More than 330 000 people lodged an asylum application in the EU Member States last year, but asylum is not a matter of statistics. Behind every number there is a person who has been forced to leave her home and escape to a whole different continent. The reasons why a person has to flee can vary. It can be to escape from war, persecution or torture. Whatever the reasons might be, each person has a right to have her asylum application tried in a transparent process that respects her legal rights. With a common system, we will take a joint responsibility to ensure that those who have escaped from their home countries will be treated well and have their case tried. This is a great success for the EU, and it deserves a longer blog entry.
The Qualifications Directive specifies the grounds for granting a person international protection and refugee status. The UN Refugee Convention is of course valid, but the Directive gives a common interpretation of the original definition of a refugee.
The Asylum Procedure Directive provides common rules for the EU, e.g. setting time limits on the handling of asylum applications that the Member States’ authorities must adhere to. We have set obligations for proper education for staff that handles asylum applications, and also special rules for unaccompanied minors as they have different needs than adults.

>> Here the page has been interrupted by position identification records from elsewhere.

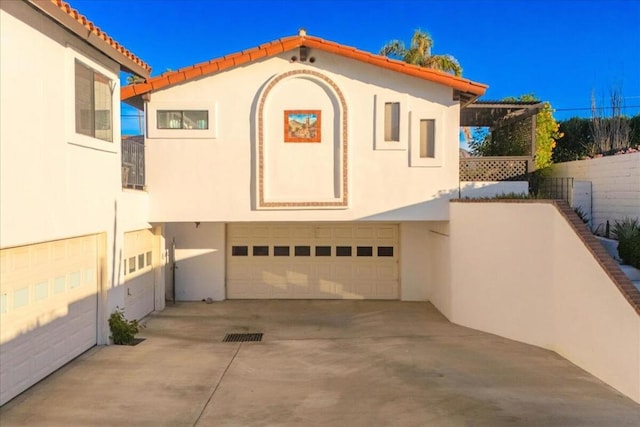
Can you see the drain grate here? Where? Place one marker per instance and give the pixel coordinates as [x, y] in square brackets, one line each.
[243, 337]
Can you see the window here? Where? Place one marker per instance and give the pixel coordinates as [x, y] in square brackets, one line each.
[323, 250]
[94, 103]
[364, 251]
[392, 121]
[239, 250]
[385, 250]
[343, 250]
[427, 139]
[281, 251]
[261, 251]
[184, 119]
[303, 250]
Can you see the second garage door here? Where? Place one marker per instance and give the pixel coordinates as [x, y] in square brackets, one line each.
[312, 261]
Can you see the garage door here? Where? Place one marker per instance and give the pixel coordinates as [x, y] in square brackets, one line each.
[318, 261]
[139, 252]
[48, 309]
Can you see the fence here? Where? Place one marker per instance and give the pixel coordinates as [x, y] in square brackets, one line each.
[512, 168]
[133, 163]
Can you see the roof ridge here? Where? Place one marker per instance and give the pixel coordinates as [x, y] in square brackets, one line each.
[95, 30]
[286, 43]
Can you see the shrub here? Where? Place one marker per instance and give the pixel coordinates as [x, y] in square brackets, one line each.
[627, 232]
[123, 331]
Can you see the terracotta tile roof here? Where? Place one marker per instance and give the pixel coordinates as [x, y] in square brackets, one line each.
[79, 24]
[289, 43]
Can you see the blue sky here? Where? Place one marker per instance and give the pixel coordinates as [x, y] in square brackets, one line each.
[561, 50]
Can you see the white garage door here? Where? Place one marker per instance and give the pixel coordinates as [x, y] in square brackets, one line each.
[139, 252]
[319, 261]
[48, 309]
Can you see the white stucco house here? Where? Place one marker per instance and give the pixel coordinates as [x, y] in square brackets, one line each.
[319, 169]
[66, 225]
[297, 169]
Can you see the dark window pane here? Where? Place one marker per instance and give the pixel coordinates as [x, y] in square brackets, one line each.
[364, 251]
[195, 120]
[343, 250]
[261, 251]
[323, 250]
[303, 250]
[385, 250]
[281, 250]
[239, 250]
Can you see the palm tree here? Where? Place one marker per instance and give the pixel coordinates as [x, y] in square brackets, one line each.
[420, 54]
[133, 79]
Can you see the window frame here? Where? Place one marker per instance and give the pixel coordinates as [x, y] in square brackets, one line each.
[182, 119]
[153, 108]
[108, 69]
[415, 119]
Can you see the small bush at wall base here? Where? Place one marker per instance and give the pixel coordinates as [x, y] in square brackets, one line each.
[627, 232]
[123, 331]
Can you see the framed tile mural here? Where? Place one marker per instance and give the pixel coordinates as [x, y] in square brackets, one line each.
[302, 126]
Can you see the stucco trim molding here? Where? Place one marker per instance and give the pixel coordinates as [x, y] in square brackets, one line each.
[326, 82]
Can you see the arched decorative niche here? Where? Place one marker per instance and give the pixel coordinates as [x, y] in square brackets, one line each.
[306, 168]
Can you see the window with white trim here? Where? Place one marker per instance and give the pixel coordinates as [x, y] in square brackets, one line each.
[427, 139]
[93, 103]
[182, 119]
[392, 121]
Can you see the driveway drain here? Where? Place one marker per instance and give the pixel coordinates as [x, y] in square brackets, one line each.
[242, 337]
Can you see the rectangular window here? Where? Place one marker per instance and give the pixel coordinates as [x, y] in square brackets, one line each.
[261, 251]
[427, 139]
[392, 121]
[364, 251]
[303, 250]
[323, 250]
[183, 119]
[385, 250]
[239, 250]
[343, 250]
[281, 251]
[93, 103]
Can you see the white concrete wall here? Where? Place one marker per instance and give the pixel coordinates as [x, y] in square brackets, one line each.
[200, 258]
[213, 178]
[414, 257]
[518, 270]
[615, 185]
[55, 183]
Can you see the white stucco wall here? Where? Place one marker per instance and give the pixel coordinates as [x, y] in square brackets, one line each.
[200, 258]
[213, 179]
[518, 270]
[615, 185]
[414, 261]
[57, 184]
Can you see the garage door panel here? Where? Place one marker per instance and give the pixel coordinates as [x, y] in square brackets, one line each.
[309, 272]
[49, 314]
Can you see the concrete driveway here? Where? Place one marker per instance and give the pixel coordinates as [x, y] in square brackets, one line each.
[342, 363]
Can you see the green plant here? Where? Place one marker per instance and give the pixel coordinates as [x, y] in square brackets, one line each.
[627, 232]
[583, 216]
[123, 331]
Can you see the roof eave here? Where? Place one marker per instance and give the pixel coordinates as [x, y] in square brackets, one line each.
[53, 11]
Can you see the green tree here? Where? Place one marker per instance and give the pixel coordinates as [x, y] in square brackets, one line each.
[576, 138]
[420, 54]
[515, 139]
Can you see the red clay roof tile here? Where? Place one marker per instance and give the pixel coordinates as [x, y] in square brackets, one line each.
[289, 43]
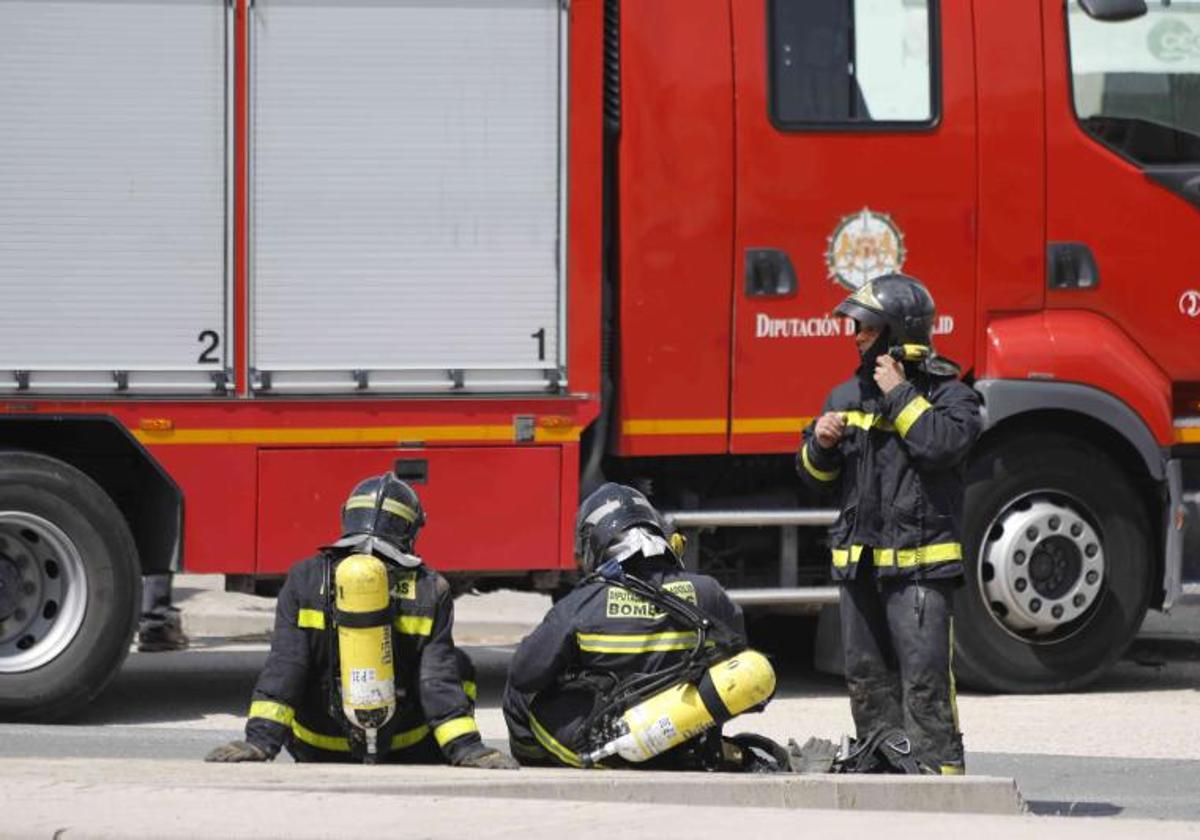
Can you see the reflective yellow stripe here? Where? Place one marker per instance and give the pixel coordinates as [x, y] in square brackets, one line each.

The Reception Conditions Directive sets a minimum standard on the reception of the asylum seeker, with rules on dignified material living conditions and early evaluation of the asylum seeker’s physical and mental health. The asylum seeker shall also be granted faster access to employment. This Directive is important considering the inadequate reception centres all over Europe today. I have earlier written about centres in Greece. We now have clear rules on the conditions of the reception centres, and a very limited list of exceptional cases in which an asylum seeker may be kept in detention. As a fundamental principle: refugees shall not be placed in locked detention centres, and children should never be locked up, unless in exceptional cases it is necessary for their own security.
The Dublin Regulation is already in place and contains rules that decide which Member State that should handle an asylum claim. This Regulation is now being updated, and according to the new rules, an asylum seeker may not be sent to a Member State where there is a risk of inhumane or degrading treatment. This update also creates a system to detect and address possible issues in the national asylum systems early, before these issues can develop into crises.
EURODAC is a database with fingerprints of all people above the age of 14 that have applied for asylum in one of the EU Member States. According to these new rules, law enforcement authorities will have access to this database in cases that relate to terrorism and serious crime. However, this access is guarded by very strict controls to ensure that refugees are not routinely treated as criminals.
A set of common rules is an incredibly important step to eliminate the large differences that exist between the Member States today, and to raise the standard. In addition, all 27 EU Member States, soon to be 28, have a fully functioning asylum system which will mean that more countries will be able to take responsibility for the people who come for protection in Europe. Today, ten Member States receive 90 % of all asylum seekers.
The next step is to make sure that all Member States will implement these rules. It is worth mentioning that the Commission have funding connected to this legislation package, enabling the Member States to seek funding to help them in the important task of establishing a fully functioning asylum system that respects the legal rights of asylum seekers. We will also assist with training and other support. Only when this system is implemented throughout the EU, we can truthfully say that we have a common asylum system that is characterised by dignity and legal certainty.